Regionalverbände am Oberrhein fordern zügiges Handeln beim Hochwasserschutz

03. Jul 2014

Regionalverbände aus Freiburg und Karlsruhe tagen gemeinsam in Breisach am Rhein

Freiburg/Karlsruhe/Breisach am Rhein. Der Hochwasserschutz am Oberrhein war diese Woche (03.07.2014) erneut Thema einer gemeinsamen Sitzung der Regionalverbände Mittlerer und Südlicher Oberrhein mit Besichtigung des Polders Kulturwehr in Breisach. „Wir werden weiter am Ball bleiben, damit das Land auch in den kommenden Jahren ausreichend Haushaltsmittel bereitstellt und die Realisierung der noch ausstehenden Maßnahmen ohne Verzug fortsetzt“ waren sich die beiden Verbandsvorsitzenden Josef Offele (RVMO) und Otto Neideck (RVSO) einig. Die Rede war vom Integrierten Rheinprogramm des Landes Baden-Württemberg, das unter anderem den Bau und Betrieb mehrerer Hochwasserrückhalteräume entlang des Rheins zwischen Weil am Rhein und Mannheim beinhaltet. Sein Ziel ist ein System aus technischen aber auch ökologisch verträglichen Schutzmaßnahmen, das ein statistisch alle 200 Jahre auftretendes Hochwasser abpuffern kann. Gerade vor dem Hintergrund des Klimawandels kommt der Hochwasservorsorge ein besonderer Stellenwert zu.

Der von den rund 46 Regionalräten am Nachmittag besuchte Polder Kulturwehr Breisach gehört zu den insgesamt 13 Rückhalteräumen des Landes Baden-Württemberg, die fast alle in den Regionen Südlicher und Mittlerer Oberrhein liegen. Mit einem Rückhaltevolumen von rund 70 Millionen Kubikmeter leisten die beiden Regionen bereits heute einen wichtigen Beitrag für den Hochwasserschutz am Oberrhein, von dem vor allem auch die Rheinanlieger flussabwärts profitieren.

Es bleibt allerdings noch viel zu tun, denn in Baden-Württemberg wird nach derzeitiger Einschätzung die Fertigstellung aller Rückhalteräume nicht vor dem Jahr 2028 möglich sein. In den beiden Regionen am Oberrhein sind bislang drei Rückhalteräume in Betrieb, drei weitere im Bau (s. Karte). Die Mitglieder der Planungsausschüsse beider Regionalverbände haben sich im Bewusstsein der Verantwortung gegenüber den Rheinunterliegern in ihrer Sitzung erneut für eine zügige Umsetzung des Integrierten Rheinprogramms ausgesprochen.

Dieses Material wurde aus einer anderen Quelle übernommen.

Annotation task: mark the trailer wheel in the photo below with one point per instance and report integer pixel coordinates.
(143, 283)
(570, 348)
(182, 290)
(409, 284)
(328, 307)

Gleichzeitig sahen die Regionalverbände das Land als Vorhabensträger in der Pflicht, im Dialog mit den betroffenen Kommunen hierfür Planungslösungen zu entwickeln, damit den Schutzbedürfnissen der Polderanwohner einerseits und der Rheinanlieger flussabwärts anderseits auch zeitnah Rechnung getragen werden kann. „Hochwasserschutz ist letztlich gelebte Solidarität am Fluss“, so der Tenor aus der Sitzung.